Fethullah Gülen "herkul.org" adresinde de yayımlanan söyleşisinde Mısır darbesi ve Muhammed Mursi hakkındaki görüşlerini açıkladı.

Sözlerine Hz. Muhammed'in "İnsanların hepsi çokça hata yaparlar; fakat, hataya düşenlerin en hayırlıları hemen tevbe edip arınma peşinde olanlardır" ve "Âdem hata etti, evlâtları da hata etti; Âdem unuttu, evlatları da unuttu" Hadisi Şerifleriyle başlayan Gülen, "Hata edince ne başkaları sizi yıkılmışlığa mahkum etmeli ne de siz kendinizi tamamen yıkılmış gibi görmelisiniz.

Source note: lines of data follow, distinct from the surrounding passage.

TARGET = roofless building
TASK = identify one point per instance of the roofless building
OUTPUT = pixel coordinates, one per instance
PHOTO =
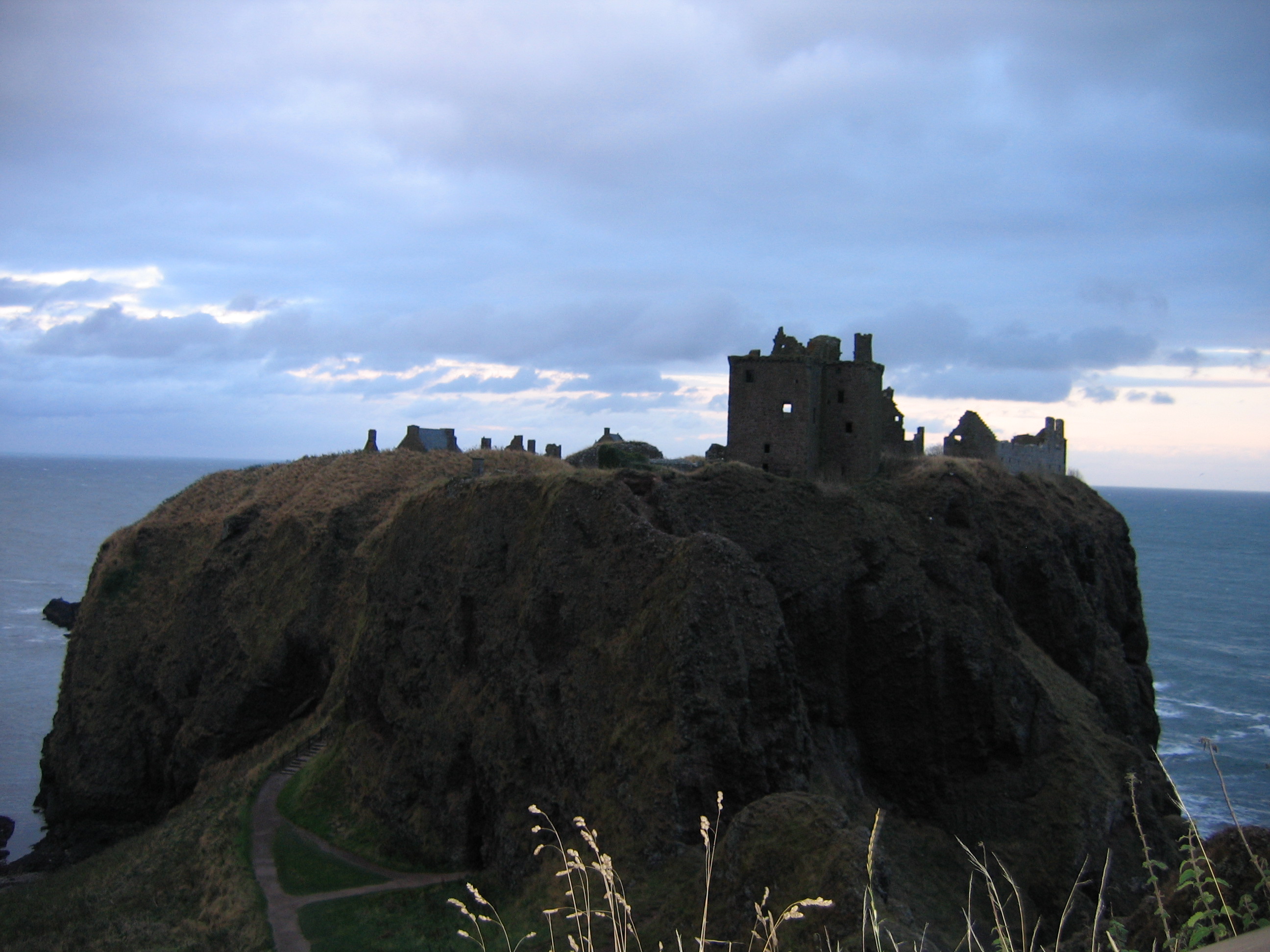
(805, 412)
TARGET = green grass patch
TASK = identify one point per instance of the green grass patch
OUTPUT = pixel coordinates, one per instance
(318, 800)
(418, 919)
(304, 869)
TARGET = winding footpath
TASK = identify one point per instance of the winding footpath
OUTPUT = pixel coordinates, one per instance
(284, 909)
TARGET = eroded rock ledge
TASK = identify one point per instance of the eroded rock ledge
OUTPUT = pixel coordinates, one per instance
(960, 646)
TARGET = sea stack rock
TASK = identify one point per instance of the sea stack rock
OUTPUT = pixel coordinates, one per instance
(413, 441)
(7, 828)
(61, 614)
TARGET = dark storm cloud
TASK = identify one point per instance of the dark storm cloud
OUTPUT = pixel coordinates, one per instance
(936, 352)
(110, 332)
(610, 188)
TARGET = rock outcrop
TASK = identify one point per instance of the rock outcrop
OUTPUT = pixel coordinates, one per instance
(61, 614)
(959, 646)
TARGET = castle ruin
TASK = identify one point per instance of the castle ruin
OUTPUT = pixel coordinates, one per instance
(1043, 452)
(805, 412)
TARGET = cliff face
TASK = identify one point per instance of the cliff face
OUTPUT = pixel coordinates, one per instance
(958, 645)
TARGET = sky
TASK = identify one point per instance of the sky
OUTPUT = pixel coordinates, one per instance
(256, 230)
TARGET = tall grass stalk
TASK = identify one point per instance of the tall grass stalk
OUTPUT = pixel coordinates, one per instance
(585, 908)
(1153, 867)
(1196, 841)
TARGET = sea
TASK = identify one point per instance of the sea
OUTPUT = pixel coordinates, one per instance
(1203, 565)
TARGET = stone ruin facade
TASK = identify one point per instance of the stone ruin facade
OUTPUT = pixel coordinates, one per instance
(805, 412)
(423, 440)
(1043, 452)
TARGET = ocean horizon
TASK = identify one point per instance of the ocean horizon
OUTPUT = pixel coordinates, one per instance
(1203, 560)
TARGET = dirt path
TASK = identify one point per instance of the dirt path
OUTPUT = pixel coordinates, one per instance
(284, 909)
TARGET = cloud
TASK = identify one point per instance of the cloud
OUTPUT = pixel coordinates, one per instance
(1187, 357)
(1099, 394)
(110, 332)
(938, 352)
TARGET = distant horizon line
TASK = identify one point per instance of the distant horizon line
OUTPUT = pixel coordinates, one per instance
(245, 461)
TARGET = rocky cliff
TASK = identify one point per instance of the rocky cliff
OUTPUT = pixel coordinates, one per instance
(959, 646)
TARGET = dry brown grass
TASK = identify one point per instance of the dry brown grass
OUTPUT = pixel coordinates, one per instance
(318, 484)
(185, 884)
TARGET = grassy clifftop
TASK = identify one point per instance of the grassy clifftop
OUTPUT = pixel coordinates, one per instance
(957, 645)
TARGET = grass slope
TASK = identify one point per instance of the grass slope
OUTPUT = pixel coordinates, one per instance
(185, 884)
(304, 869)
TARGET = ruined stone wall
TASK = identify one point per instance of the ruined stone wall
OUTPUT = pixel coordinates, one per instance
(760, 430)
(853, 428)
(1033, 457)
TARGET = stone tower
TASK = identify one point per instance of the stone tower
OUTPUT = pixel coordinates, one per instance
(805, 412)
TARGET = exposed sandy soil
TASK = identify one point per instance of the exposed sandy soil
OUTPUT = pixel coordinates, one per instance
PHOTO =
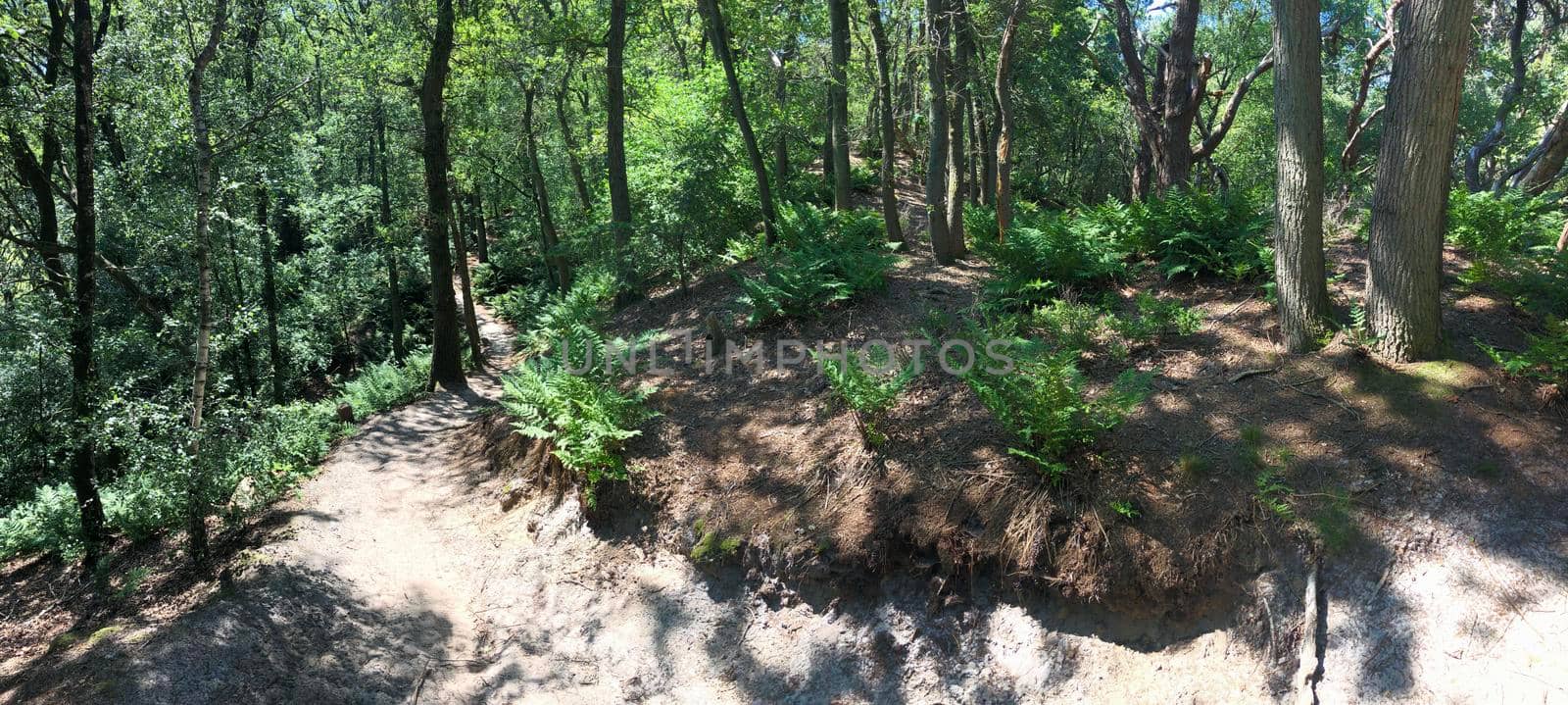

Tevbe-i nasuh ile hemen doğrulmalı, bir kere daha silkinip ayağa kalkmalısınız" dedi. Bugün, çok küçük hatalardan dolayı insanların hatalı bulunup suçlandığını, bireylerin birbirlerine yaşama hakkı vermezmiş gibi davrandığını belirten Fethullah Gülen "Peygamberlerin, evliya ve mukarrebinin yolu, atmosferi yumuşak tutma, kendi değerlerine karşı müsait bir atmosfer oluşturma ve takdim edecekleri semavî/ilâhî emtiaya karşı istek uyarmadır. Aksi halde o ilâhî emtiaya, kendi değerlerine karşı nefret uyarılmış ve iyi bir şey sunulurken günaha girilmiş olur" dedi.

-"BİR SENE YETMEZ"-

Fethullah Gülen Mısır'daki darbe ve Muhammed Mursî hakkındaki görşülerini şöyle ifade etti:

"Mü'min olma itibarıyla, insanlar aldanabilirler, yanılabilirler. Mesela, akla geldiği için diyeyim: Yanı başımızdaki bir müslüman devletin başında, yine müslümanlık adına hareket eden, İslami değerlere bağlılık içinde (bir insan), günümüzün kriterleri arasında çok önem verdikleri demokratik bir anlayışla ve demokratik kurallara bağlı olarak seçime gidiyor, iktidar oluyor. Üzerinden bir sene geçmiyor.. bir senede özür dilerim, halk ifadesiyle söyleyeceğim, insan "ağzım, burnum' diyemez.. bir sene sonra hemen "O insanı tam test ettik, hakikaten bu makamın insanı değildi, onu bertaraf etmemiz lazım!..' gibi mülahazalar.. bunlar çok yanlış mülahazalar, çok insafsızca mülahazalardır. Bir senede insan bir şey ifade edemez, bir senede insan çıraklığı aşamaz. Siz bir senede çıraklığı aşmış, kalfa olmuş insan gördünüz mü hiç? Bu devlet işi, kocaman bir devlet işi. Hiç o işi yapmamışsınız, vekil olmamışsınız, bakan olmamışsınız, birden bire işin başına gelmişsiniz ve birilerine göre.. gerçekten hata mı değil mi? Birilerine göre, hemen hata saydıkları, izafi hata veya indî hata veya onlara göre hata, o hatalardan dolayı "seni alaşağı ediyoruz.' deniliyor. Bu meselenin bir yanı; bu onlara ait bir mesavi. Onlar onun hesabını Allah'a verirler.. aynı zamanda ma'şerî vicdana karşı da verirler onun hesabını.. ve aynı zamanda gelecek nesillere, nesl-i âtîye karşı da onun hesabını verirler. Tarih sayfalarında, satırlarında, paragraflarında o mesaviyi taşır, onlara kadar ulaştırır ve onlar ellerini kaldırır, "Yazıklar olsun size!' derler. "Yazıklar olsun 27 Mayıs'a!..' "Yazıklar olsun 12 Mart'a!..' "Yazıklar olsun 12 Eylül'e!..' ve "Yazıklar olsun işte orada olan o işe!..' falan derler. Böyle oldu, iyi olmadı. Demokrasi bir kere daha bir darbe yedi, bir kere daha darbe yedi. O da bir darbedir, bir darbe yedi."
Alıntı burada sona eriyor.